En fait, défendre les intérêts de la majorité populaire sur la question environnementale par exemple signifie comprendre que pour bloquer les politiques du capital fossile canadien, il faut construire des alliances avec les forces qui s’opposent à une telle offensive à l’échelle de l’État canadien. Mais le nationalisme étroit du Bloc québécois empêche que de telles perspectives soient un horizon possible pour un tel parti. Dans de nombreux domaines, ce nationalisme étroit conduit à l’aveuglement sur les alliances possibles avec les organisations syndicales, féministes, populaires, écologistes qui oeuvrent au Québec comme dans le reste du Canada pour résister aux visées de la classe dominante. Et une telle orientation d’unité envers les secteurs populaires et les nations opprimées dans l’État canadien est une démarche nécessaire pour s’assurer de la solidarité à notre lutte de libération nationale.

En somme, il faut comprendre la logique stratégique dans laquelle s’est engoncé le Bloc québécois.
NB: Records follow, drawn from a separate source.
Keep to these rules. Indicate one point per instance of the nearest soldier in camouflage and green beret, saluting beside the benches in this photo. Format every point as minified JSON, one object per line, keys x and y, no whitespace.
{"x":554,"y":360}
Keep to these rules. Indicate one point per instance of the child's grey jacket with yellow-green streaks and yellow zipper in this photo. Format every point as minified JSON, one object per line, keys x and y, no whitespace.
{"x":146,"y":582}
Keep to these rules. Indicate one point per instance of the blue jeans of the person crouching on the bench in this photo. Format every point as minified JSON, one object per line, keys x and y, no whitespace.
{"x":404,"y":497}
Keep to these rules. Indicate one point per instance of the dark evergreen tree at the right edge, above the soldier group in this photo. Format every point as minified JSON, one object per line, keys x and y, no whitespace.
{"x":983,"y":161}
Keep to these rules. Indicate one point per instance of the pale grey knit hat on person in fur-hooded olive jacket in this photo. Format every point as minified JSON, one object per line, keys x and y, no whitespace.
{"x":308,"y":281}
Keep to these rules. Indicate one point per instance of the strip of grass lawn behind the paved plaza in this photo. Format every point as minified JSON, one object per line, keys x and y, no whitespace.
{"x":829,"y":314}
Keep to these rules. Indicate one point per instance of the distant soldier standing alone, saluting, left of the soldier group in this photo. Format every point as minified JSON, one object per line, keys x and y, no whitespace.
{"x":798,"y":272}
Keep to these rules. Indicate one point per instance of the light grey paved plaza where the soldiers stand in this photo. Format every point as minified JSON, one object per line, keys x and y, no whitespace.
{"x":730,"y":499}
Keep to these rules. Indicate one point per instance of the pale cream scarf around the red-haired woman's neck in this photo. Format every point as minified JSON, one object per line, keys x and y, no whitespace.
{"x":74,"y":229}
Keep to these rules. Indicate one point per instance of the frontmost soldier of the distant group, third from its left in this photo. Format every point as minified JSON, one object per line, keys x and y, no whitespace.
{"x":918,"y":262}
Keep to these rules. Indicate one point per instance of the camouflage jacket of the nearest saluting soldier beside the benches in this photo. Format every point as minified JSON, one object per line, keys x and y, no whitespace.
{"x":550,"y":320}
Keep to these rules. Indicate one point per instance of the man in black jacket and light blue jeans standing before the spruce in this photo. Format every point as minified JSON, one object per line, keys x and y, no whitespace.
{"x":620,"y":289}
Cette logique a amené sa députation à rejeter brutalement le tournant indépendantiste proposé par Martine Ouellet et à se contenter de poses nationalistes visant à rallier dans la confusion tant des nationalistes de droite que de gauche pour maintenir une opposition parlementaire impuissante à la Chambre des communes. Les indépendantistes qui veulent dépasser le souverainisme de province prôné par le PQ, lui-même en perdition, n’ont véritablement rien à faire dans cette galère !

Bernard Rioux

Militant socialiste depuis le début des années 70, il a été impliqué dans le processus d’unification de la gauche politique. Il a participé à la fondation du Parti de la démocratie socialiste et à celle de l’Union des Forces progressistes. Militant de Québec solidaire, il participe au collectif de Gauche socialiste où il a été longtemps responsable de son site, lagauche.com (maintenant la gauche.ca). Il est un membre fondateur de Presse-toi à gauche.